On December 7, 2010, Congress passed a bill amending the Fair Credit Reporting Act definition of "creditor" for Red Flags Rule purposes, thereby narrowing the scope of entities that must comply with the Federal Trade Commission's December 31, 2010 deadline to develop and implement certain identity theft prevention programs.1 The bill is awaiting the President's signature.
The prior controversial Red Flags' definition of "creditor" could have potentially swept in many entities, including professional offices, e.g., physicians, dentists, and law firms. The amendment generally excludes from the Rule's scope entities whose credit activities are limited to allowing customers to pay for a product or service at a later time.
The new definition limits application of the Rule only to a "creditor" that:
1) uses consumer reports in connection with a credit transaction;
2) furnishes information to consumer reporting agencies in connection with a credit transaction; or
3) advances funds to or on behalf of a person based on an obligation of that person to repay the funds from specific property pledged by or on behalf of the person. Creditors that "advance funds on behalf of a person for expenses incidental to a service provided by the creditor to that person" are excluded.
This definition will raise new interpretive issues about its scope.
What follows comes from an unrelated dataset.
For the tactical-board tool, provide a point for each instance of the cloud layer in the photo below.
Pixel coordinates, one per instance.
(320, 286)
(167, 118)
The amendment also allows the FTC and the federal banking agencies by rule to expand this new definition of "creditor" based on a determination that a creditor "offers or maintains accounts that are subject to a reasonably foreseeable risk of identity theft."
1See Red Flag Program Clarification Act of 2010, S.3987. For previous alerts and detail about the Red Flags Rule, see, e.g., September 2, 2008 Red Flags Rule Alert; October 24, 2008 Red Flags Rule Alert; November 5, 2009 Red Flags Rule Alert; November 30, 2010 Red Flags Rule Alert.